Megan Unruh’s mother lived in Wildwood Heights, a North Scottsdale community so far north it was almost in Fountain Hills. It nestled against the side of a hill overlooking the Valley, and as soon I pulled my Jeep in front of her house, I took a moment to enjoy the million-dollar view. It was a clear day, and from here I could see the high-rises of downtown Phoenix, the lower rises of Scottsdale, and the no-rise Pima Reservation, its only exception being the big Talking Stick Resort and Casino. The desert wasn’t fully concreted over yet. Some more natural landmarks remained, such as the red sandstone Papago Buttes, Camelback Mountain, and Piestewa Peak, named for Lori Piestewa, the first American Indian woman killed in combat while serving in the U.S. military. Looking into the distance, I thought could even see the creosote grove where I had found Reservation Woman. Do spirits inhabit the places of their death? Or do they go home, wherever home was?
Turning my mind to more easily answered questions, I walked up the drive to Dorothea Unruh’s two-story house. It was one of those pretend-Mediterraneans, its outsized grandeur meant to telegraph the inhabitant’s financial status. Large enough to contain a family of polygamists, its sole inhabitant was Megan Unruh’s widowed mother.
The doorbell chimed to the tune of “You Are So Beautiful,” so when the door opened and I was confronted by an astoundingly beautiful woman, I wasn’t surprised. Dorothea Unruh stood almost six feet tall, and her expensively streaked hair framed a flawless face. Her eyes were such a pale blue they looked almost colorless. She was dressed as if on her way to a formal high tea: lavender silk shantung sheath, pearl necklace and earrings, bone-colored backless heels. When she invited me in, I saw that her beam-vaulted living room matched her shoes, with a bone-colored carpet, sofas, and chairs. Even the walls had been painted a soft bone. Some people may have considered the decor as beautiful as its owner, but the color scheme made me feel that I had
just stepped into an ossuary.
Mrs. Unruh showed little alarm when I told her Megan hadn’t been seen in two months.
“My daughter hasn’t contacted me in some time, but that isn’t unusual.” Her voice was as chilly as the room’s décor.
“Did you try calling her?”
“What for? We have nothing in common.”
I asked if she could give me a photograph of her daughter.
She tilted her head. “Why?”
Exasperated, I tried again. “Her art dealer is worried about her, so I’m checking around to see if anyone’s seen her lately. A photograph would help.”
With all the regality of a queen bestowing a favor on an unworthy subject, Mrs. Unruh stood and walked down the long hallway. After a few minutes she returned with a ten-year-old high school yearbook. Megan’s picture was near the back, where she’d been voted Most Creative. It showed a plump brunette with a glum expression on her round face. Her bangs were so long they cast a deep shadow over her brown eyes.
“You don’t have anything more recent?”
“Megan didn’t like to be photographed.
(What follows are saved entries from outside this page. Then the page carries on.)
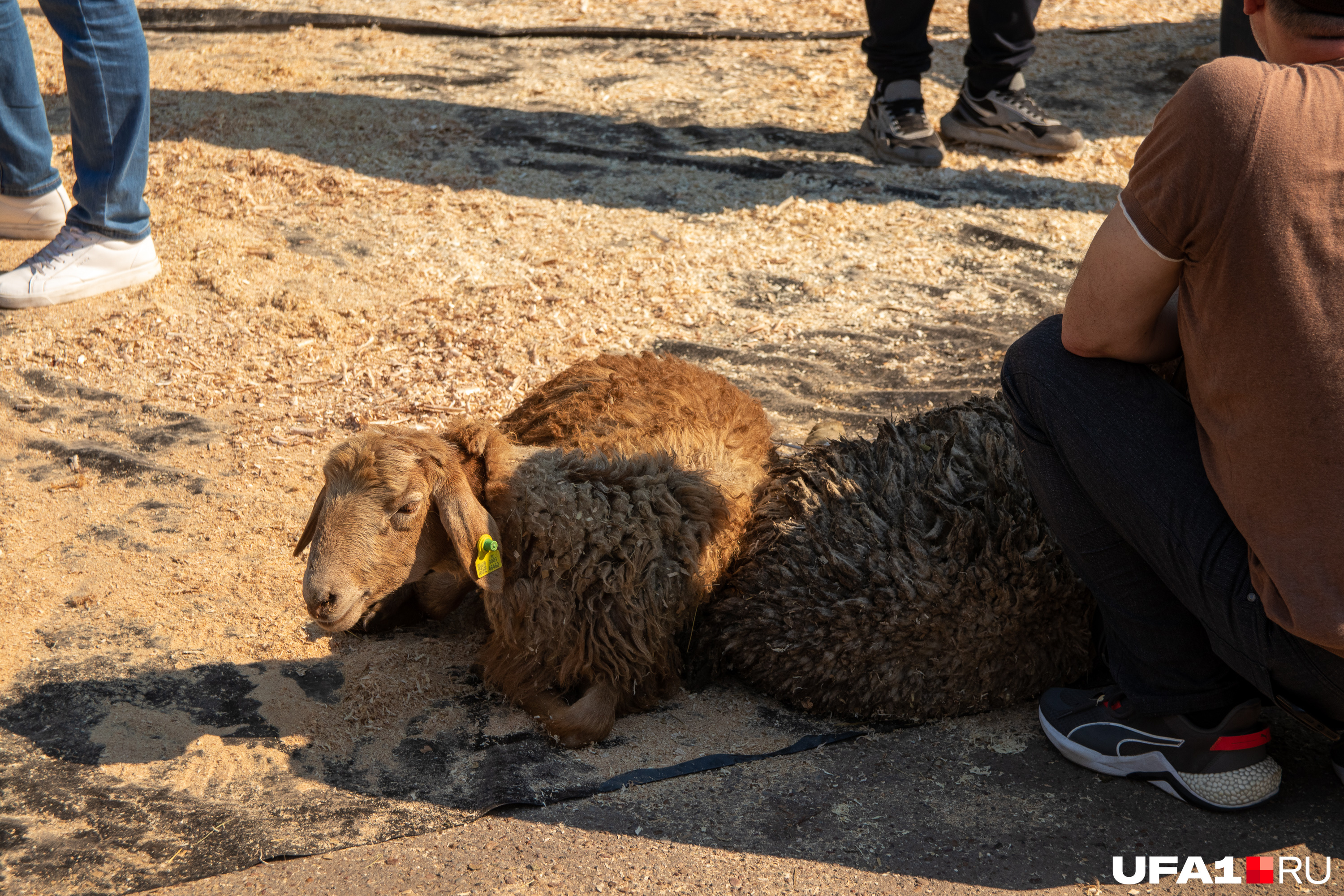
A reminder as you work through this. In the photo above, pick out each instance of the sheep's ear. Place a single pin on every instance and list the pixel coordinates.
(312, 523)
(467, 520)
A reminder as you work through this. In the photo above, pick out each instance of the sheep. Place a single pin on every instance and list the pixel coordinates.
(608, 538)
(904, 579)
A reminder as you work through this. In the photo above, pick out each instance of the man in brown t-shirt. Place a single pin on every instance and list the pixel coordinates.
(1211, 528)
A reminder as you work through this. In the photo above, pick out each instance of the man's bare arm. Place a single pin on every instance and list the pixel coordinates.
(1121, 304)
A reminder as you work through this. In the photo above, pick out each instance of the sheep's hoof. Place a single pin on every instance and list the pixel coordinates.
(590, 719)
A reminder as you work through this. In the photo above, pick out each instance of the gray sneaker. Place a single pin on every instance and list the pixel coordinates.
(1011, 120)
(898, 128)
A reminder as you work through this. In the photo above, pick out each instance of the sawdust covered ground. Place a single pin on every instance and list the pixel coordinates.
(361, 226)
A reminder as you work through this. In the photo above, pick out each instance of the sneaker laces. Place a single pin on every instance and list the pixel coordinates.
(1023, 103)
(50, 256)
(1111, 696)
(905, 117)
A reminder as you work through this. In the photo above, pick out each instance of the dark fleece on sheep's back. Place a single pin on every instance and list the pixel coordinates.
(906, 578)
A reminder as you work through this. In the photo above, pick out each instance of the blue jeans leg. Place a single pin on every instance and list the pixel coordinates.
(108, 77)
(1113, 460)
(25, 142)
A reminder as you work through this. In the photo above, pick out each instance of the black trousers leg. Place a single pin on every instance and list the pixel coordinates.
(898, 42)
(1113, 460)
(1003, 38)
Said cameras made her look fat, which they did. Because she was.”
As I scanned the bone-colored living room, I didn’t see one picture of Megan, although the far wall displayed a large photo montage of her mother. From what I could deduce from the shots, Mrs. Unruh used to be a model.
She was still stick thin.
When I arrived back at Desert Investigations, I found several phone messages, one of them from TV anchorwoman Polly Yamaguchi stating that she was currently off-air, and to call her back quick because she would be unreachable after four.
Since it was already three-thirty-five, I returned her call first. “My sources say there are no homeless encampments on the Pima Rez near the El Mesquite Business Park where that body was found. In fact, they say there are none at all in or on the Rez since the authorities moved that old one onto ADOT property.”